A statue of a Jesuit missionary shown preaching to two Native Americans has been removed from a Catholic university in St Louis, Missouri following complaints from faculty and students.
Complaints from the Saint Louis University community about the sculpture said that, because the missionary Pierre-Jean De Smet is on an elevated platform holding a cross above his head, its message is one of white Christian supremacy, reports the Daily Mail.
An op-ed in the university’s student newspaper said last month: “The statue of De Smet depicts a history of colonialism, imperialism, racism and of Christian and white supremacy.”
The author, Ryan McKinley continued: “This statue of De Smet is the clearest message that this university sends regarding American Indians, past and present. This message to American Indians is simple: ‘You do not belong here if you do not submit to our culture and our religion.’”
University spokesman Clayton Berry said, the statue, which was created in the 1800s and titled ‘Where the Rivers Meet’, is being moved from outside a residence hall to the nearby Saint Louis University Museum of Art to join its ‘Collection of the Western Jesuit Missions’.
Not everyone, however, is happy about the move.
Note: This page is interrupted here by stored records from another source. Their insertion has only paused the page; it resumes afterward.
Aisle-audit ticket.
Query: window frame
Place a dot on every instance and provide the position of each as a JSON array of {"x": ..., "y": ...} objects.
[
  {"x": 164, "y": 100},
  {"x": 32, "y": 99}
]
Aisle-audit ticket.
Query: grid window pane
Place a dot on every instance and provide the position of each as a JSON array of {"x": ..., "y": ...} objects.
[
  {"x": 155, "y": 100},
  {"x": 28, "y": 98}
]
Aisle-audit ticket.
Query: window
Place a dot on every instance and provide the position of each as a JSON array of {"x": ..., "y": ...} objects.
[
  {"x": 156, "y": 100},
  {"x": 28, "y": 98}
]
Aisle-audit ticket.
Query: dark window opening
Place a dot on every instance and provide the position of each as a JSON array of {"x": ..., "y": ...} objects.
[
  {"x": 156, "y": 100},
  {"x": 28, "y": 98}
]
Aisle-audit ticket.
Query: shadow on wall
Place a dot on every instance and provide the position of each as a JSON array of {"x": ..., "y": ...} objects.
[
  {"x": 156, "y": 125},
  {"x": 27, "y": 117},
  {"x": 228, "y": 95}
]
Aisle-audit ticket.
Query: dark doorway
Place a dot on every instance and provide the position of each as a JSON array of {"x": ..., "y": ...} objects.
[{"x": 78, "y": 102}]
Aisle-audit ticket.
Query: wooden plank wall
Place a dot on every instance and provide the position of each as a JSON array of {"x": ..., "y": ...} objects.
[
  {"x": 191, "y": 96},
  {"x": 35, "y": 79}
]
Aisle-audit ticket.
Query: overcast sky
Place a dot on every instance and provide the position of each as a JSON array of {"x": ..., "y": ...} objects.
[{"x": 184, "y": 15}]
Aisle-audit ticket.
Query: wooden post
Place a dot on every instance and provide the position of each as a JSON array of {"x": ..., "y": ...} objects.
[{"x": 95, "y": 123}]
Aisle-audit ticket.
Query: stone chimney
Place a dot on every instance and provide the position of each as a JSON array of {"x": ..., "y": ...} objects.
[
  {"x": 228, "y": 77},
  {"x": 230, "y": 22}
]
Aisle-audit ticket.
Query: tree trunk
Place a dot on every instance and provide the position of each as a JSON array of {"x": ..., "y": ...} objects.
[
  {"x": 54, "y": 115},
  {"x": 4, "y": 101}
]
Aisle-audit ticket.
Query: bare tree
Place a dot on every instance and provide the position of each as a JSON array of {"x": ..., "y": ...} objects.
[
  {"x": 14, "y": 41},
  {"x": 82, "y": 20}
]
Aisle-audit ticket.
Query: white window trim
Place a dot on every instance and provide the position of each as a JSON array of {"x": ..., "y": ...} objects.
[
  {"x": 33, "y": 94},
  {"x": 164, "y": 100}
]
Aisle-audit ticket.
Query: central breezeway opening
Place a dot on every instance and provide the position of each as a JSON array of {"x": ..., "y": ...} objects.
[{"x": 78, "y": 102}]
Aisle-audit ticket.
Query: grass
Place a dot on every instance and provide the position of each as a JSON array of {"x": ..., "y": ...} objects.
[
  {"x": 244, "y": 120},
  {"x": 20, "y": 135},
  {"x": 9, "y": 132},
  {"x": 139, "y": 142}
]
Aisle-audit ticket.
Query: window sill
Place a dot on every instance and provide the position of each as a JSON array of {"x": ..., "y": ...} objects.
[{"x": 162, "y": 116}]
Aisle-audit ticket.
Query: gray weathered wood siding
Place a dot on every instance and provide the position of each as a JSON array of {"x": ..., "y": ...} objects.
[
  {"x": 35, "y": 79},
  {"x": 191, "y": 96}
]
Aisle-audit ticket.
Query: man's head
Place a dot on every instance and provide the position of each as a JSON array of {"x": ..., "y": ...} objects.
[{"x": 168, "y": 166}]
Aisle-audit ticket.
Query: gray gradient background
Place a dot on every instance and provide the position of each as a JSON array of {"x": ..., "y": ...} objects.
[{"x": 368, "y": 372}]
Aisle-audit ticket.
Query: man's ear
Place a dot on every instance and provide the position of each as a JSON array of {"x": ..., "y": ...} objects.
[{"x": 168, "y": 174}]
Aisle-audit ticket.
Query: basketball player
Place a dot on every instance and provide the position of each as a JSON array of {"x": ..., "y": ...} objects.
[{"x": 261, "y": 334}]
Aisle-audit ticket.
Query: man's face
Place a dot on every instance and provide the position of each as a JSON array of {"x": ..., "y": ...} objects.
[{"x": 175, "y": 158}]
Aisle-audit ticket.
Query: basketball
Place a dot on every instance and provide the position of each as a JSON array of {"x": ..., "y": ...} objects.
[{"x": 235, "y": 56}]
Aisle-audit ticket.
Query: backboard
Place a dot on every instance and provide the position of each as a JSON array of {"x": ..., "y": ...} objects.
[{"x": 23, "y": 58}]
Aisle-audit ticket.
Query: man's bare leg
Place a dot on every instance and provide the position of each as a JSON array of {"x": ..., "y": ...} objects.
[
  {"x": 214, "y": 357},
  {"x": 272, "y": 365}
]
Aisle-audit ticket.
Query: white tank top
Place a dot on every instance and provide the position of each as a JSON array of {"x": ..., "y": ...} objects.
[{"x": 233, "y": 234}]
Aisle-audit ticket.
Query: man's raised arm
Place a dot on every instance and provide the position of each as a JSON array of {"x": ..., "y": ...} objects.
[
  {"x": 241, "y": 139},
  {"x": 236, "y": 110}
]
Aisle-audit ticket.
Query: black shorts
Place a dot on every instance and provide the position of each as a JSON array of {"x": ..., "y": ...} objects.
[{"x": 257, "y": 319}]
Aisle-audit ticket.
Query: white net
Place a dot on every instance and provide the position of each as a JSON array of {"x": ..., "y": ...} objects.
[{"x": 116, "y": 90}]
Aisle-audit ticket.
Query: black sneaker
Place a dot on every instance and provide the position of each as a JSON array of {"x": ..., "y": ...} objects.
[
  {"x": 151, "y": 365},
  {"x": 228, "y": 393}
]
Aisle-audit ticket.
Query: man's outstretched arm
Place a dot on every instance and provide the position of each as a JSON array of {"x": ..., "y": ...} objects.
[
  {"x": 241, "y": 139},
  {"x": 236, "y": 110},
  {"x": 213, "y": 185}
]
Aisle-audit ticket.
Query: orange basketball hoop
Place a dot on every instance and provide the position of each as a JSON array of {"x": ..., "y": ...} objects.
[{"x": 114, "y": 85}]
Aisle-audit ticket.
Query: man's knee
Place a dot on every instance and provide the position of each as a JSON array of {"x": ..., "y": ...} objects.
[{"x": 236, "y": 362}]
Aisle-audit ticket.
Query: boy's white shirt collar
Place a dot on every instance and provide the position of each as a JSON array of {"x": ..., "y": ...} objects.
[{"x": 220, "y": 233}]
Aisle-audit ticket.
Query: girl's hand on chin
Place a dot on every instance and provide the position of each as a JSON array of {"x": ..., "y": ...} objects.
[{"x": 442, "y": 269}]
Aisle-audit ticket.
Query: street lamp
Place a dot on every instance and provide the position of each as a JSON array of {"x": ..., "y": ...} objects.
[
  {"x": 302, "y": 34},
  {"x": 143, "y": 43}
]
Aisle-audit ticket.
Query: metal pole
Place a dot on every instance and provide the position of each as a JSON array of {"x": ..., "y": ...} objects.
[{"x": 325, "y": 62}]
English professor Steven Casmier said: “I am not one for pulling down statues or effacing the evidence of history – even if that history is one we would like to forget.”
“But it’s good that it’s not entirely effacing the past, and perhaps [the museum is] as good a place as any for it,” he added.
Belgian Jesuit priest Pierre-Jean De Smet took his mission to the United States in the early 1800s where he spread the Christian message to Native American tribes west of the Mississippi.